Childs, "Bilgi paylaşımı alanı değişti. İki tarafın da birbirinin açıklamalarını yanlış yorumlaması tehlike yaratıyor" diyor.
ABD Başkanı Trump da İran Cumhurbaşkanı Hasan Ruhani de savaş istemediklerini söylüyor.
Ancak iki tarafta da muhafazakar kesim daha hırslı açıklamalar yapıyor.
Henüz yeni bir tanker savaşına gitmediğimiz görüşünü dile getiren Dr. Navias, "Şu aşamada İran ABD'ye gerilimi daha da tırmandırabilecekleri sinyalini veriyor" diyor.
1987-1988 yılları arasında aylar süren gerilime rağmen çok az gemi battı. Stratejik Hürmüz Boğazı'ndaki ticari geçişler de hiçbir zaman ciddi anlamda aksamadı.

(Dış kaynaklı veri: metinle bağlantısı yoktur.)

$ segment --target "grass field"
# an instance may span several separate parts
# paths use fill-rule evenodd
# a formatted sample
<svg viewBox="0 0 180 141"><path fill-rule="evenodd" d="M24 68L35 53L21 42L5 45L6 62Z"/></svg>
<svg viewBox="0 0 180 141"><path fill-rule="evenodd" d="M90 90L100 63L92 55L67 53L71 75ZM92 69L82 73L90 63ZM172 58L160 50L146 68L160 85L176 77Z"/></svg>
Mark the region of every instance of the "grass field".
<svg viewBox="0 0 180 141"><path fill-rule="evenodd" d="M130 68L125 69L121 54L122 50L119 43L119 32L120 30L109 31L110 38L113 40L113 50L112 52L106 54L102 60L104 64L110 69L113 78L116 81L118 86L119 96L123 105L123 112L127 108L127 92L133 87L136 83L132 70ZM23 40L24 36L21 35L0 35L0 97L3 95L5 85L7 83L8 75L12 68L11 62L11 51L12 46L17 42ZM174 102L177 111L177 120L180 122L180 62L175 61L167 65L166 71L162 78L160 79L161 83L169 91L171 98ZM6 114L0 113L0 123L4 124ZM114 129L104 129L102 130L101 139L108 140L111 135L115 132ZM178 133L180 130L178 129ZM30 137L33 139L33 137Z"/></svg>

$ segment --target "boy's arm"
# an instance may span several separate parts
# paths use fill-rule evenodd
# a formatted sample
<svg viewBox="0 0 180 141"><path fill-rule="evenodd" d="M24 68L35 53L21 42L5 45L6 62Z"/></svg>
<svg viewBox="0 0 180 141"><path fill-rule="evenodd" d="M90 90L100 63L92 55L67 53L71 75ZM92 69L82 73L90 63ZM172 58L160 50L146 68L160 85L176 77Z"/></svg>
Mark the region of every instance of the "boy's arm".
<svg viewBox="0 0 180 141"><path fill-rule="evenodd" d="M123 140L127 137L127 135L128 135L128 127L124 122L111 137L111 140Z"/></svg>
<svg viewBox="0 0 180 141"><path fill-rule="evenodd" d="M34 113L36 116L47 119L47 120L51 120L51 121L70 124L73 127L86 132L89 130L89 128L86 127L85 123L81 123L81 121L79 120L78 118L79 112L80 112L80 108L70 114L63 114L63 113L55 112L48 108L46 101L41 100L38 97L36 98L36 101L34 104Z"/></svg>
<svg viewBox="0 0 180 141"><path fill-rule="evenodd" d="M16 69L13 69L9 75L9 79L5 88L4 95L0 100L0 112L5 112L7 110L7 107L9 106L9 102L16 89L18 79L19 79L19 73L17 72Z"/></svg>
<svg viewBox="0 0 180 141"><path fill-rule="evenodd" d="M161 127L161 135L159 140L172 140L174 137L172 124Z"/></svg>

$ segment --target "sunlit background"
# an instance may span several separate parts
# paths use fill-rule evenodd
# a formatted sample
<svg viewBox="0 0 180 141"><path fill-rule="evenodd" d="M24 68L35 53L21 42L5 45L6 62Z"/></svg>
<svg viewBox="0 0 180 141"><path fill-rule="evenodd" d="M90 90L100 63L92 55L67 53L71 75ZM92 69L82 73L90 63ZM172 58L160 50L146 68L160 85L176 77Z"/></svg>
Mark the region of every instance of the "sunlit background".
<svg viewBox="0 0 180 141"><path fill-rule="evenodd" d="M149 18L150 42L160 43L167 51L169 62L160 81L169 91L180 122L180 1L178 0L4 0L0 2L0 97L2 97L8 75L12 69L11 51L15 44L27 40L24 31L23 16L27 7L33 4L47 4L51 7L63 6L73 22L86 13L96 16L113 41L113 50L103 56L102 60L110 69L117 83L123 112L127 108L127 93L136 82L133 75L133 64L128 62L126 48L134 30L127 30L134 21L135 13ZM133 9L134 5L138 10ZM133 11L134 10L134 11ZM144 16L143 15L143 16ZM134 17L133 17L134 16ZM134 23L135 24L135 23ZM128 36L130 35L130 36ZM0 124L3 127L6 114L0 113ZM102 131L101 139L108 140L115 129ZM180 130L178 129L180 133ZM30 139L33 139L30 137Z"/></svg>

30 yıl sonra, ABD artık Orta Doğu'nun petrolüne eskisi gibi bağımlı değil.
Öte yandan Hürmüz'ün kapanması durumunda ithalat ve ihracat anlamında İran'ın kaybedeceği çok daha fazla şey var.
Yeni bir tanker savaşı yaşanması ihtimali düşük. Ancak tarafların topyekün meydan okumaya yanaşmıyor olması, savaşın imkansız olduğu anlamına gelmiyor.